The artist James McNeill Whistler was born on this day in 1834. However, his exact name and place of birth are worthy of some further comment.

Regarding his name, when in July 1902 Whistler was quite unwell and was involved in the task of finalising his will, he wrote to his lawyer William Webb (by the hand of Charles Lang Freer) the following:

"At the time I signed the will drawn by you, I wrote my signature J. or James McNeill Whistler, which by custom and repute, is universally recognized as my own:- Whereas, in reality, I had been named James Abbott Whistler simply. This later on I resented feeling that of course, I, as my mother's elder son had the real right to bear her Highland name of which we are all very proud. Without more ado, I at once, took possession of it - dropping forever the "Abbott" of comparative insignificance... Now, it has occured [sic] to me that connections or others... might on some such point attempt to dispute this will. If there be the faintest possibility of legal success in such a course, pray let us rectify our error instantly -"

(GUL MS Whistler F461)

Webb replied that there was nothing for the artist to worry about, and that the unofficial change to his name, omitting the 'Abbott', would cause no such legal problems.

As to the artist's place of birth, Whistler appears to have been ashamed at the thought of having been born in Lowell, Massachusetts, and so attempted to create for himself a new background. For example, at the beginning of the famous Ruskin trial in 1878 Whistler claimed to have been born in St. Petersburg (Linda Merrill, A Pot of Paint, Washington, 1992, p. 19).

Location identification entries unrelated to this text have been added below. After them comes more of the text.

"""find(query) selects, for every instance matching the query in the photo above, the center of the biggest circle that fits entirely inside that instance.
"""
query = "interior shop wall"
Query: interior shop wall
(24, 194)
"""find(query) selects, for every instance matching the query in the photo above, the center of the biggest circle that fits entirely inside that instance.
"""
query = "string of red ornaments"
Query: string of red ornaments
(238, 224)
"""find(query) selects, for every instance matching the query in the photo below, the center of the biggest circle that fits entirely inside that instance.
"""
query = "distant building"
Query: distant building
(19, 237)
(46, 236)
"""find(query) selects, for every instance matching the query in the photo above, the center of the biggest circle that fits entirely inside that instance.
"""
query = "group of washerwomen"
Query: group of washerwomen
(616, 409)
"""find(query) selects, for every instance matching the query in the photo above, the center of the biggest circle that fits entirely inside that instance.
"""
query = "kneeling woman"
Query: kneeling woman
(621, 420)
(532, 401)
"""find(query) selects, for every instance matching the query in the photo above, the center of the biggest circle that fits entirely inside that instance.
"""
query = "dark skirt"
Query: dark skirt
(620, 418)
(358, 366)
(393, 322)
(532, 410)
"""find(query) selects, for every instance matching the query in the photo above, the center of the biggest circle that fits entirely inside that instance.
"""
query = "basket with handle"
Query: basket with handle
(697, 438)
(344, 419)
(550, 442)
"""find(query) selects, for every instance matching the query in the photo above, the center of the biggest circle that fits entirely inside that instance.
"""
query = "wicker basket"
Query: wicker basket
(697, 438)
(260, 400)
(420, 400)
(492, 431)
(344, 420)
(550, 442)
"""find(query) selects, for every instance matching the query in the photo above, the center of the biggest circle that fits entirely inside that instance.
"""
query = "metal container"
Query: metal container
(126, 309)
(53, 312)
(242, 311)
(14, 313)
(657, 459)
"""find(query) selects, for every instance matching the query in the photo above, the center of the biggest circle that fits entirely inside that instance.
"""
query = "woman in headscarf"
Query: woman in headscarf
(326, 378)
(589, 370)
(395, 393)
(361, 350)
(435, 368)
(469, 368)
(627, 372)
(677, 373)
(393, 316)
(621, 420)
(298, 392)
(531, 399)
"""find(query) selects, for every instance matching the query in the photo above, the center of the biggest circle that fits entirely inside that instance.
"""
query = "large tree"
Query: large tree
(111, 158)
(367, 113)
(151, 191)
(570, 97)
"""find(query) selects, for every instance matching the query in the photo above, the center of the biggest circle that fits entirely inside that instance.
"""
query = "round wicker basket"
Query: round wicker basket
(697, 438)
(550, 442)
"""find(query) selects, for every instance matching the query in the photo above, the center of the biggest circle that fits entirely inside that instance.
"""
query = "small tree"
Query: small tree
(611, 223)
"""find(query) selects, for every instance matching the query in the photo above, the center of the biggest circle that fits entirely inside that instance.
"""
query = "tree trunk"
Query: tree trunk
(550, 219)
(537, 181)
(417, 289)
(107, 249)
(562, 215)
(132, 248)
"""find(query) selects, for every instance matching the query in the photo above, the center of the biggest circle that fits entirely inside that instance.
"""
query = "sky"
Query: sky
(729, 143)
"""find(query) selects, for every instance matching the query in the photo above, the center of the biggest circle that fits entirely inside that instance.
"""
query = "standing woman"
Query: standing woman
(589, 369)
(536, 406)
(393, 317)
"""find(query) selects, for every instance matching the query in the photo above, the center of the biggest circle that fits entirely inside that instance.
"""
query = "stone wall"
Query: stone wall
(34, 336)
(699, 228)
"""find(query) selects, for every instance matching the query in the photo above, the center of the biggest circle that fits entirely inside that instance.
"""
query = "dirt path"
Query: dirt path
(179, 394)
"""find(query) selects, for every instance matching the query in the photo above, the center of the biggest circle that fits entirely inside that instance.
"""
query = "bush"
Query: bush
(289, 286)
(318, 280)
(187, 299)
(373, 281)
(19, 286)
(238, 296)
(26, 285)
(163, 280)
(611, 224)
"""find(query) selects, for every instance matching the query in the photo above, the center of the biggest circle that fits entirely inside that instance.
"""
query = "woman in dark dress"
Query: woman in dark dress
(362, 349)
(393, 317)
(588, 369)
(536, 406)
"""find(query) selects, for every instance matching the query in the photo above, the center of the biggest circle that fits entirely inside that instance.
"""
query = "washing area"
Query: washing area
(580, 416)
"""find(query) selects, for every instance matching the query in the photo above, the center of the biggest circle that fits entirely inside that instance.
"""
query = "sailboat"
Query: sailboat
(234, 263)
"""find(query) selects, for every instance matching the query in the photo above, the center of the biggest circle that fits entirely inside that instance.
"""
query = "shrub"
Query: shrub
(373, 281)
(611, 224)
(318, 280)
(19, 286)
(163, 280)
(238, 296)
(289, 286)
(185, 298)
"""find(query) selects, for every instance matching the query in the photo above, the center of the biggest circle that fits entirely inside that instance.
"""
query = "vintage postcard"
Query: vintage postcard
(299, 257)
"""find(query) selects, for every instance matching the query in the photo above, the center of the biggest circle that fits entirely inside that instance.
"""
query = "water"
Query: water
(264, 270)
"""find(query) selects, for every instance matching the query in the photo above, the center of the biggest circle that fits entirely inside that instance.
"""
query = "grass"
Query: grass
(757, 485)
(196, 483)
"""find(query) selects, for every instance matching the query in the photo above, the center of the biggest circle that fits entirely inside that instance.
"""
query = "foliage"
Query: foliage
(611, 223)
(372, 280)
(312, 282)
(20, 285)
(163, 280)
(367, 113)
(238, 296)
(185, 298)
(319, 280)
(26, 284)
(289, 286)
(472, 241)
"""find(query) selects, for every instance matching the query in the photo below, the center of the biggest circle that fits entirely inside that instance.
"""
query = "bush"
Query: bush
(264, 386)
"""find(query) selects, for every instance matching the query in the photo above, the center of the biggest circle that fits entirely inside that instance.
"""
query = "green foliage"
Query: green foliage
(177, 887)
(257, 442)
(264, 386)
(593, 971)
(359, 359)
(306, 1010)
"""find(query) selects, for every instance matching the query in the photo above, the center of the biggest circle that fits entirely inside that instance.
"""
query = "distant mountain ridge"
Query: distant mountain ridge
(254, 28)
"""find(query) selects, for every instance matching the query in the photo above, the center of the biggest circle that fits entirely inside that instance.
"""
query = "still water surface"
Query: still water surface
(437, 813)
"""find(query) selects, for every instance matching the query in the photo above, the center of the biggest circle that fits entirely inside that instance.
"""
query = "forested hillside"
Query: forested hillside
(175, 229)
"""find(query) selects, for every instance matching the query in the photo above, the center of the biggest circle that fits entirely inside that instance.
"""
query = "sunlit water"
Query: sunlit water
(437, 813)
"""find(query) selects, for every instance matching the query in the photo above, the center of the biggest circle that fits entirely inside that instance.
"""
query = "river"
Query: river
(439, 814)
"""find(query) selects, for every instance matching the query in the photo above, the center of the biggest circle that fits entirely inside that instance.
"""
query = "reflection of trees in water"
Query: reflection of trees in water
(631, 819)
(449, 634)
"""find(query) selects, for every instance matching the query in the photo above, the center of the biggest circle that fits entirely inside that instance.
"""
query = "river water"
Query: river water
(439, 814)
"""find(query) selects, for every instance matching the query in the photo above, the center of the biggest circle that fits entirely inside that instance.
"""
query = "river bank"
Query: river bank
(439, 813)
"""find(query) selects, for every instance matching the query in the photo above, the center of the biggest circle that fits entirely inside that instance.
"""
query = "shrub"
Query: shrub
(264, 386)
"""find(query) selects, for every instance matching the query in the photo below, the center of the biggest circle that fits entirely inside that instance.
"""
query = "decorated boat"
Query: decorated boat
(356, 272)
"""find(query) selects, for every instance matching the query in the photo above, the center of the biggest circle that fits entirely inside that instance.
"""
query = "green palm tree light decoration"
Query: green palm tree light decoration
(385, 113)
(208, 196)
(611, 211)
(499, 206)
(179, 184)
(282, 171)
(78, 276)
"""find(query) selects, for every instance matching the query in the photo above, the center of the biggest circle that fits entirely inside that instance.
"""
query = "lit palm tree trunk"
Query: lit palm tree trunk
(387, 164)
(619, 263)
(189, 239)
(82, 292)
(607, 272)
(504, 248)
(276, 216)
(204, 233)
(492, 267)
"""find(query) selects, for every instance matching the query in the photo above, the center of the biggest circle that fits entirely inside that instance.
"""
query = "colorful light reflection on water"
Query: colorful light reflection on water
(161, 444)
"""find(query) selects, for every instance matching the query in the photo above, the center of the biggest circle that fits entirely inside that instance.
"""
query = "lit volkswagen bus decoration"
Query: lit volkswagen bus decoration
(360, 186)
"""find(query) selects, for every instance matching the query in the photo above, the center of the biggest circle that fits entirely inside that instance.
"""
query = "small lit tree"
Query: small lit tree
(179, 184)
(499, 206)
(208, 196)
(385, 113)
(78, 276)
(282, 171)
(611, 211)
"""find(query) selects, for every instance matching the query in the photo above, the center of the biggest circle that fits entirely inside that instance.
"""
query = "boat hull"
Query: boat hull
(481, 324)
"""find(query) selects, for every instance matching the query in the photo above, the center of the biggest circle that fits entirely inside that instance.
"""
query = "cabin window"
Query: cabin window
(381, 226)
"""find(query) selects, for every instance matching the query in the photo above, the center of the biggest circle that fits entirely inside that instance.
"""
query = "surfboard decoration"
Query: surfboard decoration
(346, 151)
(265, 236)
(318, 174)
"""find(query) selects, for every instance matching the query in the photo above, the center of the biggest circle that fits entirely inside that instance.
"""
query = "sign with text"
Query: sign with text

Unfortunately though for Whistler, a publication entitled The Book of Lowell appeared in which Whistler was listed as a son of that city; Whistler wrote to the publishers the following reply (this is a draft version):

"It is all too complacent & naif in the Scribes of of [sic] Lowell to build up (errect) [sic] a monument of belief, for the municipality of that most excellent city, in the production of distinguished Poets - Painters - Sculptors. Artists are not born in noble Lowell! Lowell of the loom - Lowell the sturdy[.] And yet this is not the first time I have heard it whispered [and] gossiped that from below some riotous chimney, also, in Massachusetts I first saw light!!... No, - I was not born in Lowell - and Massachusetts knows me not -"

(GUL MS Whistler X8)

Whistler was determined to build for himself a Southern heritage rather than that of a northern industrial town, hence his repeated return to the theme:

"I have read that I was born in Pomfret, cultured Connecticut, in Boston, and even Lowell! - ... But my people were Southerners... and if there were any truth in this strange Northern cradle of their sons they would have lived it down in silence... No - the time has gone by when a man shall be born, without being consulted - ... When, one of these days I return to my native land, I shall expect to be born in every town in the United States, - and meanwhile I have chosen Baltimore."

(GUL MS Whistler W818)

However, we can definitely confirm that Whistler was born in Lowell!